Having a line of credit is very useful for small business owners who may have to take out several loans over time to purchase equipment or upgrade their facilities. Instead of applying for one $25,000 US Dollar (USD) bank loan, for example, a business owner with a $25,000 USD line of credit can take out a $5,000 USD loan in April, then a $10,000 USD loan in August and finally a $2,000 USD loan in December, all with prior approval from the lender. By using credit, borrowers can take out just enough money for a specific expense then pay it back entirely before taking out additional funds.
The amount of interest charged for each smaller loan in a line of credit can be variable. The first loan may have been taken out when lending rates were low, but the second might be affected by an upward or downward change in the prime lending rate or other factors. Banks can also charge penalty fees for late payments on all outstanding loans. Borrowers must keep track of individual loan obligations in order to keep payments on track.
Most people encounter a line of credit when dealing with credit cards or home equity loans. The credit card company establishes an upper limit on charges made by individual cardholders. This credit limit may be adjusted by customer request or by the company itself. Severe financial penalties may be levied on cardholders who borrow more money than their line of credit will allow. Credit cards do allow holders to make several purchases without seeking the approval of the lender.

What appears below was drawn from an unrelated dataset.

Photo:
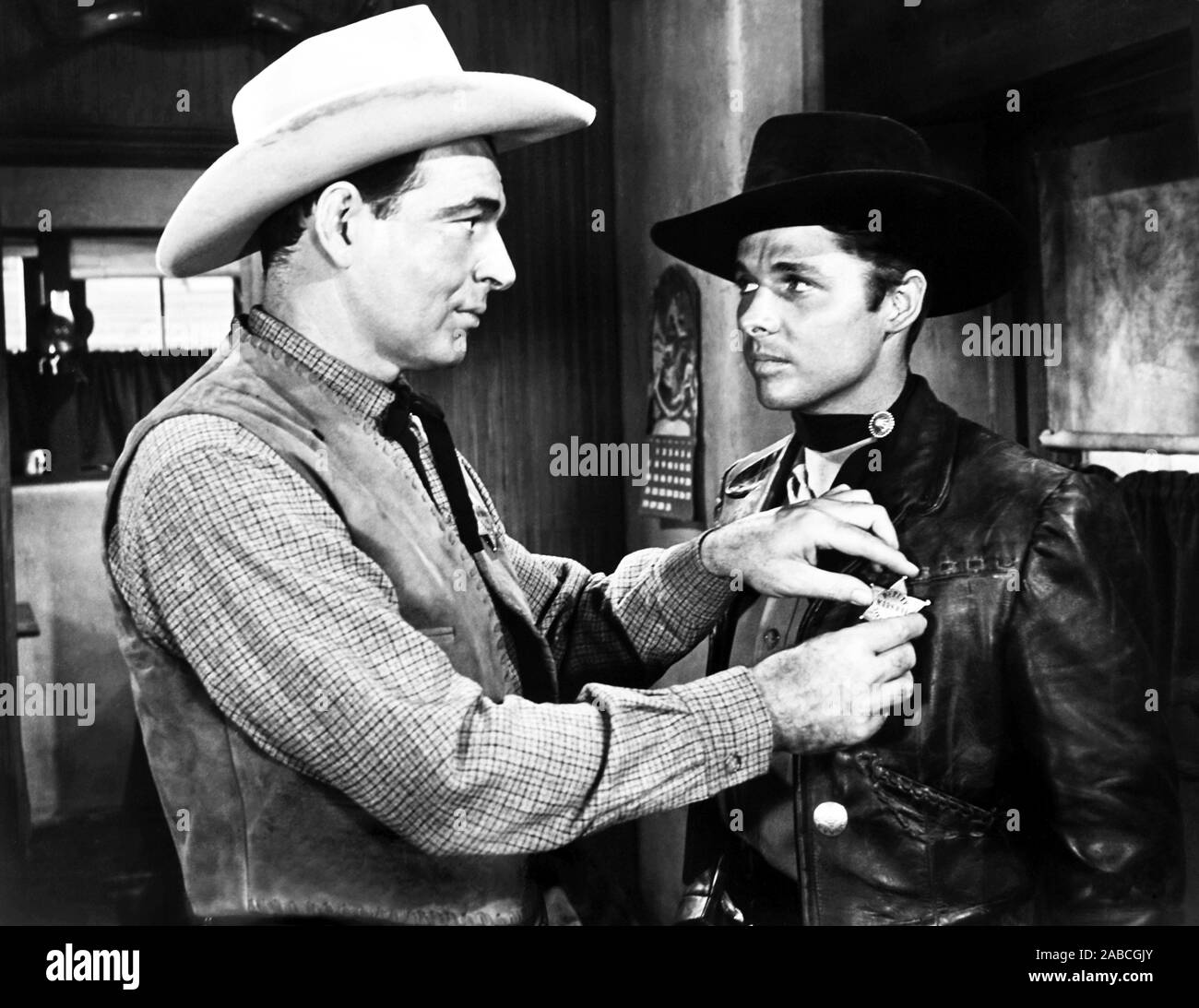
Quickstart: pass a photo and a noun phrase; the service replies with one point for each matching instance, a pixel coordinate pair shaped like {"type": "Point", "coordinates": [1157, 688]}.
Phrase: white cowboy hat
{"type": "Point", "coordinates": [342, 101]}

Home financing options may also include a line of credit based on the value of the borrower’s home. This practice is often called a home equity line of credit and is a genuine temptation for cash-strapped homeowners. Similar to a second mortgage, this type of credit establishes a maximum amount of money a homeowner can borrow. In the case of a second mortgage, the bank lends the entire amount of money and the borrower makes regular payments based on the balance due. A line of credit arrangement, however, allows the homeowner to borrow smaller amounts of money to pay off contractors or bills without incurring a large debt up front. Financial experts are divided on the benefits of this form of borrowing, however, so those interested in pursuing a home equity line of credit arrangement should do their homework first.